Second, with regard the CA’s responsiveness, our evaluation highlighted a positive effect of adding user guidance in situations where response failure occurs as well as using context-specific fallback handling and continuous training from dialogue data (DP3) to address the limited conversational capabilities of the agent. As failure to provide a meaningful reply in a conversation represents a major design issue for anthropomorphic CAs, we suggest to further investigate the impact of response failure on user perception the agent, for example by deliberately altering the number of fallback replies in a (professional) conversation and measuring changes in user perception with regard to humanness, social presence, and uncanniness of the agent as well as to systematically explore different fallback replies.

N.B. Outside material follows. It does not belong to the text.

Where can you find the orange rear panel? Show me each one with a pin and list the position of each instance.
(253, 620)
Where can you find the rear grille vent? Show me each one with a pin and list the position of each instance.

Third, the summative evaluation of our artifact is based on a sample size of 72 participants. The participants in this evaluation can be considered suitable as they represent actual potential job applicants from the case company’s talent pool. However, despite the statistically significant results for the hypotheses tests, the evaluation of our design could be strengthened by increasing the sample size with further participants.

Fourth, our measurement approach exhibits two main limitations. First, we measured perceived humanness with a single item as done in other studies on anthropomorphism (e.g. MacDorman (2006) and Holtgraves and Han (2007)). As described by Bartneck et al. (2009) alternative, multi-item measurement instruments for anthropomorphism exist, such as the six items used by Powers and Kiesler (2006) that could further increase consistency and reliability of the results. Second, we collected demographic information of the participants but did not gain information on further contextual aspects that could influence user perception of the anthropomorphic CA. For example, experience with CAs or the task at hand could have a (moderating) effect on for example perceived humanness or usefulness of the agent. Thus, future studies on anthropomorphic CAs could explore which contextual factors related to the user or the given task impact the perception of the agent.

8 Concluding Remarks

Anthropomorphic conversational agents continue to gain substantial interest in companies to automate and innovate different tasks while providing the feeling of a human contact in the interaction. However, the limited conversational capabilities of present-day CAs often lead to situations where a meaningful response cannot be provided by the agent, which abruptly remind users that they are actually interacting with a machine and thus are detrimental to a human-like interaction experience and associated positive effects.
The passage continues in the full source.